And suddenly, early struggles for the Nuggets’ star point guard were put into a new light.
“I’m sure that’s it’s bothering him to some extent,” Nuggets coach Michael Malone said Thursday before Denver hosted the Golden State Warriors at Ball Arena.
Murray, in his fifth NBA season, began the year with heightened expectations after breakout stardom inside the NBA playoff bubble, averaging 26.5 points (on 50% shooting) and 6.6 assists in leading Denver to a Western Conference Finals appearance. But he has yet to replicate that play on a game-to-game basis to begin this season.
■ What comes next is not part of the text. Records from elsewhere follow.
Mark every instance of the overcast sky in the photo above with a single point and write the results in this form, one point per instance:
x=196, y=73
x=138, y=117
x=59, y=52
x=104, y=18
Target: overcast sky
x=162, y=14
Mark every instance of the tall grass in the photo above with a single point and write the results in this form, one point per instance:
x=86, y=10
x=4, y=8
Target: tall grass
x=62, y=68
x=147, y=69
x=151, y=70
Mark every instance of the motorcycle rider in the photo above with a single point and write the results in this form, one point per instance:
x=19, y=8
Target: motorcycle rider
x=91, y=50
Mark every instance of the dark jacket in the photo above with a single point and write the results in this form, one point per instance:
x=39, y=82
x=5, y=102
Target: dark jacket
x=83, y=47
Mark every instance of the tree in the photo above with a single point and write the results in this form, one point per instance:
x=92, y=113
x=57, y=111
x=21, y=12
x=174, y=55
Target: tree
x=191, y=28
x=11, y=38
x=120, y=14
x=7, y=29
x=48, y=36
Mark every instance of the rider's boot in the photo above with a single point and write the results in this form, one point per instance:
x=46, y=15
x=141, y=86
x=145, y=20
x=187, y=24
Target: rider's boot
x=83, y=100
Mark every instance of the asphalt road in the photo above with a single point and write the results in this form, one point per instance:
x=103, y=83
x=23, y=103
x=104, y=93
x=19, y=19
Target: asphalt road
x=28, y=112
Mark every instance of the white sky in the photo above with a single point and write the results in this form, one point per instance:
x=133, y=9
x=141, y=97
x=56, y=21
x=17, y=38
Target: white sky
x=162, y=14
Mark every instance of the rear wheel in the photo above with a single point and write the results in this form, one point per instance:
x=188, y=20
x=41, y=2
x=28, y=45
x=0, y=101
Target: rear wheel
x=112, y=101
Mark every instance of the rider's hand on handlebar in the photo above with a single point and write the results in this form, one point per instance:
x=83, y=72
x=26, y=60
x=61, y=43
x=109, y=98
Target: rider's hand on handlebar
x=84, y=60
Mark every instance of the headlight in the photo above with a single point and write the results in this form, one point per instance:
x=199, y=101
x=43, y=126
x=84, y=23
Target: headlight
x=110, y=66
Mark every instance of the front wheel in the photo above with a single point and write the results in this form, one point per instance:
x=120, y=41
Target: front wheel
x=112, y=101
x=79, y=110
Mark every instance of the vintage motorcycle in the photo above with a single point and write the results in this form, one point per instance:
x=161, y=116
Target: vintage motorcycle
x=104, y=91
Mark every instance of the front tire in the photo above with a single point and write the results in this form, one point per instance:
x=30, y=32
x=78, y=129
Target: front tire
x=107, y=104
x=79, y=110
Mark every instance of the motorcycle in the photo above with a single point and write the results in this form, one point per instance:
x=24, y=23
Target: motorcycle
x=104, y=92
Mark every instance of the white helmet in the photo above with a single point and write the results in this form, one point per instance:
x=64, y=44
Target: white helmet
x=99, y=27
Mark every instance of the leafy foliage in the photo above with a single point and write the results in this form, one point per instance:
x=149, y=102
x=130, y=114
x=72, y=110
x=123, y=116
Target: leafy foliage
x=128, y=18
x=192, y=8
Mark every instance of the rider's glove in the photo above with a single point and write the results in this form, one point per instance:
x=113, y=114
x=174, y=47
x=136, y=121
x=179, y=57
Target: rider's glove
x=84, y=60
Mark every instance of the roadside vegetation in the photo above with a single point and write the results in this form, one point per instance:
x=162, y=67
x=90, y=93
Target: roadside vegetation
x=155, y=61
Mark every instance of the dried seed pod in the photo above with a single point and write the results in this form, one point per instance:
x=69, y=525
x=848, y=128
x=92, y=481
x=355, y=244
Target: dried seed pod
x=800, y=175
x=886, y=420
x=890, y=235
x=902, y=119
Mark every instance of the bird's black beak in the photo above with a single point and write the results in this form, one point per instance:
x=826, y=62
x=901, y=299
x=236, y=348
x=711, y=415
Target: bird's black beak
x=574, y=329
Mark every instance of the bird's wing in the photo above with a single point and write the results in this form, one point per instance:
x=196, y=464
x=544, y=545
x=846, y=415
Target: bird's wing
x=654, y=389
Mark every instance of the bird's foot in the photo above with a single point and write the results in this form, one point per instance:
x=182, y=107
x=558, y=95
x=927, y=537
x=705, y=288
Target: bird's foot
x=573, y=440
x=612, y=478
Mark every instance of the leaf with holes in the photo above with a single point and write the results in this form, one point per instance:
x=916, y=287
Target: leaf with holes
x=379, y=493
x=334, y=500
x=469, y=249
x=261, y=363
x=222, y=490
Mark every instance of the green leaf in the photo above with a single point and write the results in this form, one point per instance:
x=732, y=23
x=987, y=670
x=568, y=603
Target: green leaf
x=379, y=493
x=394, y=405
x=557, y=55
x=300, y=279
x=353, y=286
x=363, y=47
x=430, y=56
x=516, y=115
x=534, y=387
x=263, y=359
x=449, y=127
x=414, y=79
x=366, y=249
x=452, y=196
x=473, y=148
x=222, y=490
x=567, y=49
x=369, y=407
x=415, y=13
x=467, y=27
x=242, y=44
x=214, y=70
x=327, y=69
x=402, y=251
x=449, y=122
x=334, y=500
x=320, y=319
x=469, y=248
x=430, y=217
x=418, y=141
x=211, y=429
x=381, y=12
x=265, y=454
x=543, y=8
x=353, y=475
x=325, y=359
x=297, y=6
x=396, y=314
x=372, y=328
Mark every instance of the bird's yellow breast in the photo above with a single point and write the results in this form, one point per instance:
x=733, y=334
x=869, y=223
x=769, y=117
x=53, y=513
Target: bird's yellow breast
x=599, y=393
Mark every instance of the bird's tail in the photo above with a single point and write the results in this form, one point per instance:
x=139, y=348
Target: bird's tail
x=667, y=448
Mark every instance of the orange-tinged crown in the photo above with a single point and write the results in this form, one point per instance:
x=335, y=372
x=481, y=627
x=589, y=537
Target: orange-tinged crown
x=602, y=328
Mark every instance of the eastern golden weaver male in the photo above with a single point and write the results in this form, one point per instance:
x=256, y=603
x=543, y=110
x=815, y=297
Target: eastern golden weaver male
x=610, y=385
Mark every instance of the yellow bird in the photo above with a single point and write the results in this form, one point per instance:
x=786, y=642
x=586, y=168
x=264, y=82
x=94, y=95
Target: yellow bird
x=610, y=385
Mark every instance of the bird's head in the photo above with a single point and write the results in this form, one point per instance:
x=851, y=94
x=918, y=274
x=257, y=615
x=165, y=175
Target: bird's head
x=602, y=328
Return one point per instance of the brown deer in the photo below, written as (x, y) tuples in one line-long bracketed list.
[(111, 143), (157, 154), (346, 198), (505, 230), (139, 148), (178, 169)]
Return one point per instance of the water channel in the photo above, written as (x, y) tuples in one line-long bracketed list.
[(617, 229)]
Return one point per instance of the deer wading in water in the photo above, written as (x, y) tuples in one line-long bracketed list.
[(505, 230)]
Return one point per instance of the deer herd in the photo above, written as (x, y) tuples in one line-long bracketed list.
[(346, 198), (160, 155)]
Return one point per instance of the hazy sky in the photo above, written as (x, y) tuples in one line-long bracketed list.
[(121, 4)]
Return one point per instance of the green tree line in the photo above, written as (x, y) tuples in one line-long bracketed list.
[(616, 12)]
This isn’t something that’s entirely new for Murray. The 23-year-old has often finished seasons stronger than he starts.
His first 10 games this year included a pair of 30-point outbursts against the Suns and Timberwolves, but Murray struggled on Denver’s latest road trip. He scored in single-digits (9) at the Knicks, and one night later, Murray needed 20 shots to score 20 points in a loss at the Nets — while appearing to nurse an injury.
The issue might have stemmed from an in-game collision Murray with Houston Rockets forward Jae’Sean Tate on Dec. 28. Murray slammed into the floor and clutched the back of his head. He missed Denver’s next matchup at the Sacramento Kings with a reported elbow contusion.
Murray’s play has been erratic ever since with solid, but unspectacular averages over his 10 games played of 19.7 points (47% shooting), 3.8 assists, 2 turnovers and 2.9 rebounds per game. It is imperative that Murray finds consistency if the Nuggets are to break out of their sub-.500 slump and establish themselves as legit NBA title contenders once again.
But it’s not all on Murray’s shoulders to improve.
“We need to find ways to help Jamal, to be more aggressive, more productive, and to go out there and give us that All-Star caliber player we know he’s capable of,” Malone said. “I’m definitely sure (Murray’s elbow) is bothering him. But I don’t think it’s anything he can’t play through, because he’s one of the tougher guys I’ve ever coached.”